Of private universities located outside of Seoul, Sun Moon University has the largest international student body population, with 1,500 currently enrolled as of this year. The university, which is located in Asan, South Chungcheong, has a unique housing system that requires international students to live alongside domestic students. In Sun Moon Dormitory Hall, which can hold up to 520 students, half of the occupants are international students.
“This way, international students can more easily adapt to life in Korea,” said Shin Nyung-muk the director of Global Affairs. Sun Moon University hosts Korean speaking contests and songpyeon (sweet rice cake) making competitions annually to help international students better adapt to Korean culture.
“[Sun Moon University] has created a “global vice president position” that is in charge of attracting new international students and managing the ones that are already attending our school,” said Lim Hyung-taek, director of the Office of International Affairs in Sun Moon University.
The increase in international students benefits domestic students as well. Domestic students can learn about different cultures and language through interacting with their international counterparts.
At Korea University, international students from South America often volunteer to help out in Spanish classes.
A number of problems, however, have arisen due to the rapid increase in foreign students. The most serious issue is that some foreigners with no intention of studying in Korea have been admitted into the country under a student visa.
Instead of studying, these foreigners often work to earn money. After overstaying their visas, they become undocumented. Some Chinese and Vietnamese students who enter with student visas collectively disappear from local language institutes.
According to a governmental survey, 11,100 foreign students are currently overstaying their visas. That number has increased by 98 percent in the last three years. In addition, companies in Vietnam have set up offices devoted to disguising workers as students and sneaking them into Korea.
The lack of Korean language proficiency for most international students is also a problem that needs to be resolved. International students can come to study in Korea with only a Level 2 on the Topik. The consensus is that international students need at least a Level 5 in Topik to understand and follow class material, however. This is why Korea University requires students to study in a Korean language school for at least one year before they join regular Korean classes. However, many universities do not take lack of Korean language proficiency into serious consideration.
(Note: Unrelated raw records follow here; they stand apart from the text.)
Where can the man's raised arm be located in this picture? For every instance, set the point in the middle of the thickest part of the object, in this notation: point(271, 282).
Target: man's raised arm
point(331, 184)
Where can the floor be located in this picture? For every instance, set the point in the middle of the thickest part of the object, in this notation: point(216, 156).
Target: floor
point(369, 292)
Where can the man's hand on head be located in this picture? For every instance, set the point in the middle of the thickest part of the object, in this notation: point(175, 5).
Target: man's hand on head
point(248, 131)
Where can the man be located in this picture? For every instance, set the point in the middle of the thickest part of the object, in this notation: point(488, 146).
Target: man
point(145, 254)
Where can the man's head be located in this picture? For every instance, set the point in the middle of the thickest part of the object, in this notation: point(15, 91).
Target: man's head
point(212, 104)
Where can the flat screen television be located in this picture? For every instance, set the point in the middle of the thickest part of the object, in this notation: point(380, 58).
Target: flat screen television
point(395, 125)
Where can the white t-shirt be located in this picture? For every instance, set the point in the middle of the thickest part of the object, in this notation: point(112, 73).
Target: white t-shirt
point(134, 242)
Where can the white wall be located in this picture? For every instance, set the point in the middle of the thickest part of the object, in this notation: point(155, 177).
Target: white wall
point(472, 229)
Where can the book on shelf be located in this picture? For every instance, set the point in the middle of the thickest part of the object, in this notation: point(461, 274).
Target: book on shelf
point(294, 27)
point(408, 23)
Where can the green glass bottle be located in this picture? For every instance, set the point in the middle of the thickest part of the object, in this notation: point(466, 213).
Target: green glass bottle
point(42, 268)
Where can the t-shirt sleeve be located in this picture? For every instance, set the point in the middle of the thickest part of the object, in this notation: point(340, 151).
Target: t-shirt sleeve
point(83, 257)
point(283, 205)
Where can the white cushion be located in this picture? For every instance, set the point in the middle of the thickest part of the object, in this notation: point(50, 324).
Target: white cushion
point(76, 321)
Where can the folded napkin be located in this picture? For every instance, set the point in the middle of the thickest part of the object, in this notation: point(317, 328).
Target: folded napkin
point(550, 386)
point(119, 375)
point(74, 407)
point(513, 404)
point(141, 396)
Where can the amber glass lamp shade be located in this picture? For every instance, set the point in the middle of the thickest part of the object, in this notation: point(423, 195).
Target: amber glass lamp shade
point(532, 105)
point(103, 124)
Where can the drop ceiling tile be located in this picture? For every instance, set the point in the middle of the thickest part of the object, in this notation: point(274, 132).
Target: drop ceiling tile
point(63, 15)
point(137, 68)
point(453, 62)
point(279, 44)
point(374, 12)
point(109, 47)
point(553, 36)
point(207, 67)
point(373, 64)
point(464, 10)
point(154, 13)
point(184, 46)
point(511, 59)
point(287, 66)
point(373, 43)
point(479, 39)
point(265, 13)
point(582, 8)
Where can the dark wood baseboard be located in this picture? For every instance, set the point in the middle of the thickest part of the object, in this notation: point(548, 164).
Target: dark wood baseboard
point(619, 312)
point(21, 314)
Conflicts with domestic students often arise because of language barriers, as well. Many domestic students have testified that they avoid teaming up with international students on projects because the international students can’t help with writing project reports in Korean.
Korean universities also haven’t figured out what to do with students who excel in their studies.
Some international students do much better academically than domestic students. In particular, foreigners who come to Korea through government-sponsored scholarships often excel academically. This year, the top student in the media studies major in Korea University was from China and the valedictorian in the College of Social Studies in Sookmyung Women’s University was from Kenya.
Nevertheless, not many of these top talents get jobs with Korean companies, as many companies still prefer to hire Korean nationals rather than foreigners.
Unless this recruitment problem is improved, talented foreign graduates who came to Korea expecting to achieve their Korean dream will be forced to go back to their nation with nothing in return. Experts believe that, if this continues, international students who studied here will discourage others from following in their footsteps.